I trained Lizzie to use the potty bells at the front door and all was going really really well. She would ring and not have accidents. Then she decided that she would not ring the bells, but look at me or jump up on my leg. Occasional accidents if the rest of the family did not read her message. Earlier this summer she got sick and was having major diarrhea and was great about going to the front door and ringing the bells in the middle of the night. A few times I did not hear them and she went. But she was sick and I understand. We went to Disney a few weeks ago and the week before we left she had a few accidents. I was going to take her to a dog sitter I found, but the opportunity came up to have two neighborhood sisters stay here (19 and 27). The 27 year old did bring her dog (11 year old cockapoo). They said Lizzie did well, but she would poop in the house. They said they took her out a lot, too. They texted us and wondered what they were doing wrong. I felt so bad and they did not want our house to smell when we got home. We have now been home almost 2 weeks and we have had 3 accidents. Last Sunday I was busy with peaches and DD2 yells "your dog smells like poop!" Well, she pooped at the top of the stairs to the lower level. The other day I took her out with me to water plants and she will not follow me around. She sat on the walkway with the cat. I let her in the house and when I came in she had gone by the back door. Then this am she jumps off the bed and just as I get to the front door she is pooping. Sometimes I think she is a nervous dog and cannot hold it. Any suggestions on what I can do? Oh, this happens when I am home. I never come home to accidents.


----------



## Luciledodd (Sep 5, 2009)

My "perfect" child Rosie pooped twice yesterday in the house. I don't know why. The first time I told her bad dog and cleaned it up. The next time I picked up dog and toilet paper. Then we went to pick up the poop. All the time I was saying "poop outside". Then I took her and the poop outside. This morning she got me back, she pooped outside just where I would step as I went out the back door. But it was outside. lol Dogs just have accidents occasionally.


----------



## DonnaC (Jul 31, 2011)

This happened to us, and we ultimately decided Baxter had got his signals messed up--probably in our case because we had started trusting him to take himself out on his own. SOunds like with you it may have been the stomach bug or the vacation. We started completely over, taking him out regularly and keeping him with us or in his crate at all times otherwise. In a couple of days, he was back on track. It just seemed like he forgot what the rules were and thought there was a new one!


----------



## davetgabby (Dec 29, 2007)

First thing would be a vet check.


----------



## HavaneseSoon (Nov 4, 2008)

How old is your pup? Dexter was reliable (potty trained by 6 months), Jack on the other hand was totally reliable by 18 months. 
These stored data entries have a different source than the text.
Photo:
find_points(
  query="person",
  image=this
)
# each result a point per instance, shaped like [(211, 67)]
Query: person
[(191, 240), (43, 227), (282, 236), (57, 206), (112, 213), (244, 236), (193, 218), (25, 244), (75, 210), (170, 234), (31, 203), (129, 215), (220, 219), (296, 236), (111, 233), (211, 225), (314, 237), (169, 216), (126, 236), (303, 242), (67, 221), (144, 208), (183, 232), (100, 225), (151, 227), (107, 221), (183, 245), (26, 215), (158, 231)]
Both boys are bell ringers, but sometimes if you are in the same room, they will give you the look. At night, they let me know by wiggling around too much while in the bed.

With you being gone, sitters present, another dog = STRESS for your Hav. Keep up the good work. One day it will click in your Hav's head that outside is for pottying.


----------



## Lizzie'sMom (Oct 13, 2010)

Lizzie is 17 months old. I figured that the sitters were not able to read her signals well. Sometimes she gives me that look or jumps up on me and I think "oh, you are so cute!" Hopefully, it will click.
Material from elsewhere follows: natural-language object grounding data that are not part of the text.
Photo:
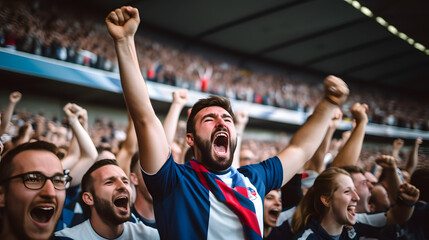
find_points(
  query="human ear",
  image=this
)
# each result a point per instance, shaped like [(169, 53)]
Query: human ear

Love your tag line about the RLH skills-right now the cat is engaging Lizzie in a game of it!


----------



## SnickersDad (Apr 9, 2010)

I agree a vet check would be in order, but also, perhaps it's time for you to give Lizzy a refresher course --

Food --> Crate  or expen for 1 hour --> outside in poop area with instructions to poop / potty here --> If Lizzy does what's expected then reward and allow a bit of freedom if Lizzy doesn't do what's expected then back to the crate / expen for another 30 min. then try agin till you have success. 
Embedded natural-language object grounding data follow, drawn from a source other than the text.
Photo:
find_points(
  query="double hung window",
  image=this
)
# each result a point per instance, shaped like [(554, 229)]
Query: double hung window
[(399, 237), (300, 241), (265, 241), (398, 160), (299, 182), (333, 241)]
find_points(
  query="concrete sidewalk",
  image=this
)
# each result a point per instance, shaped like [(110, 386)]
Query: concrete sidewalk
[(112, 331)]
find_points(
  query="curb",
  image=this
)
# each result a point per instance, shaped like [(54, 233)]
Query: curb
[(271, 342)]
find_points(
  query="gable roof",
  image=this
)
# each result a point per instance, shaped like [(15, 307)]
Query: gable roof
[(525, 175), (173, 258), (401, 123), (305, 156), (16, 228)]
Both Snicks and Snoops have had an accident on occassion - -usually when they are in strange situations (other peoples houses etc...). It never hurts to provice positive reenforcement.


----------



## Julie (Feb 8, 2007)

I think I would double check and make sure that all odor has been removed from where she has pottied before.I always used Nature's Miracle.


----------



## Lizzie'sMom (Oct 13, 2010)

I don't think this is an issue for the vet. There are some good ideas here, though. I will get the carpets cleaned and go back to taking her out on a schedule. She no longer has a crate. I think she knew we were planning something and did get stressed and probably learned a new behavior while we were gone. I also think that the girl she slept with went to bed a lot later than us because I have been having a hard time getting her to go to sleep since we got home, too. Little stinker!! We are going away again in November and she will stay with the dog sitter. She specializes in small "needy" dogs. Hopefully, Lizzie will not fall into a bad pattern there!


----------